In mixture thermodynamics, second virial terms support dilute-gas mixing rules and help estimate deviations from ideality in transport and equilibrium calculations. Even when a full equation of state is used, B(T) provides a fast sanity check: the sign and scale should match your fluid family and temperature range.

1) What does a negative B(T) indicate?

Negative B(T) means attractive intermolecular forces dominate at that temperature, typically producing Z<1 at low pressure. It is common below the Boyle temperature for many gases.

2) Which method should I choose?

Use PVT mode when you have measured P, T, and Vm for the same state. Use the correlation mode when Vm is unavailable and you have Tc, Pc, and the acentric factor.

3) Why does PVT mode require low pressure?

The approximation B ≈ (Z−1)Vm comes from the low-density virial truncation. At higher density, neglected terms like C/Vm² contribute, so the inferred B becomes biased.

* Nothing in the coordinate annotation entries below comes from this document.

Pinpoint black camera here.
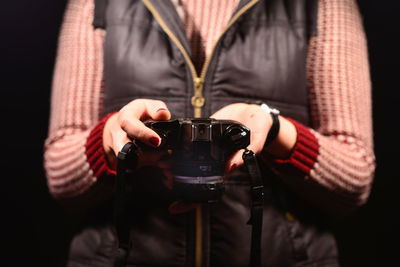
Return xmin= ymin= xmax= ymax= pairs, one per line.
xmin=145 ymin=118 xmax=250 ymax=203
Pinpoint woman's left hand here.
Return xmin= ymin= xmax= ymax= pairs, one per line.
xmin=211 ymin=103 xmax=272 ymax=172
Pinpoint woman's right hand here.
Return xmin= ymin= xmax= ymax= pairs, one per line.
xmin=103 ymin=99 xmax=171 ymax=170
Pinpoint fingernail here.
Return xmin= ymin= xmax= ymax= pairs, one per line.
xmin=229 ymin=163 xmax=237 ymax=172
xmin=149 ymin=136 xmax=159 ymax=147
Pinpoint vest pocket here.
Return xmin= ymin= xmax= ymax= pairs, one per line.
xmin=283 ymin=211 xmax=308 ymax=262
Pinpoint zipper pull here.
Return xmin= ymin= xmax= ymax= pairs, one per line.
xmin=192 ymin=77 xmax=205 ymax=118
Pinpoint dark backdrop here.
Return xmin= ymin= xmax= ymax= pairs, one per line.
xmin=0 ymin=0 xmax=400 ymax=267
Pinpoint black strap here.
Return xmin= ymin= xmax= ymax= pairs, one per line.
xmin=243 ymin=149 xmax=264 ymax=267
xmin=92 ymin=0 xmax=108 ymax=29
xmin=114 ymin=142 xmax=138 ymax=267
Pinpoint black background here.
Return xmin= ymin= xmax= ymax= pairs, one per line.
xmin=0 ymin=0 xmax=400 ymax=267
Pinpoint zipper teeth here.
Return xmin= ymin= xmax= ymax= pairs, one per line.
xmin=142 ymin=0 xmax=259 ymax=267
xmin=200 ymin=0 xmax=259 ymax=81
xmin=142 ymin=0 xmax=199 ymax=80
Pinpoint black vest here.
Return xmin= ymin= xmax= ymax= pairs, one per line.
xmin=70 ymin=0 xmax=338 ymax=266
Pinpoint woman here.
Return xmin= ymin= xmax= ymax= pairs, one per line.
xmin=45 ymin=0 xmax=375 ymax=266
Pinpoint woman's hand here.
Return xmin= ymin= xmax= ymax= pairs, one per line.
xmin=211 ymin=103 xmax=297 ymax=172
xmin=211 ymin=103 xmax=272 ymax=172
xmin=103 ymin=99 xmax=171 ymax=170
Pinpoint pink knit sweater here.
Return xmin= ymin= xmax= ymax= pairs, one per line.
xmin=44 ymin=0 xmax=375 ymax=215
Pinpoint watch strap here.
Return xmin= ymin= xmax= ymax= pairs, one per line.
xmin=261 ymin=103 xmax=280 ymax=146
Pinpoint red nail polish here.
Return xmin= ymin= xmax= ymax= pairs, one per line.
xmin=149 ymin=136 xmax=159 ymax=147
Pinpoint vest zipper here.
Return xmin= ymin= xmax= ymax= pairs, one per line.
xmin=142 ymin=0 xmax=259 ymax=267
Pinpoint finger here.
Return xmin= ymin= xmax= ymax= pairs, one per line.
xmin=119 ymin=100 xmax=171 ymax=147
xmin=225 ymin=149 xmax=244 ymax=175
xmin=145 ymin=100 xmax=171 ymax=121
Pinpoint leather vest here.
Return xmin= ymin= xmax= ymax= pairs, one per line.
xmin=69 ymin=0 xmax=338 ymax=266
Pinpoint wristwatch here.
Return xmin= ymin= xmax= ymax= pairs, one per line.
xmin=261 ymin=103 xmax=280 ymax=146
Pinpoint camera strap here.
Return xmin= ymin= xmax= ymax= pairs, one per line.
xmin=114 ymin=142 xmax=139 ymax=267
xmin=242 ymin=149 xmax=264 ymax=267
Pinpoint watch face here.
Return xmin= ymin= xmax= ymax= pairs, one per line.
xmin=261 ymin=103 xmax=280 ymax=115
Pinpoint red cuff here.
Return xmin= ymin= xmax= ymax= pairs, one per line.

4) What is Bp = B/(RT) used for?

Bp is the pressure-form coefficient that appears in low-pressure expansions such as Z ≈ 1 + Bp·P. It is useful when your data are organized by pressure rather than molar volume.

5) Can I use this for liquids or near saturation?

This tool is intended for gases and dilute conditions. Near saturation or in liquids, density is high and higher-order terms dominate. Use a multi-parameter equation of state for those regimes.

6) What units are recommended for reporting?

cm³/mol is common in thermodynamics tables, while L/mol is convenient for lab work. Use m³/mol for SI consistency. The calculator lets you switch units without re-entering data.

7) Why do my results look close to zero?

At very low pressure, many gases behave nearly ideally, so Z approaches 1 and the inferred B becomes small. Also verify Vm units, temperature units, and that P and Vm refer to the same state.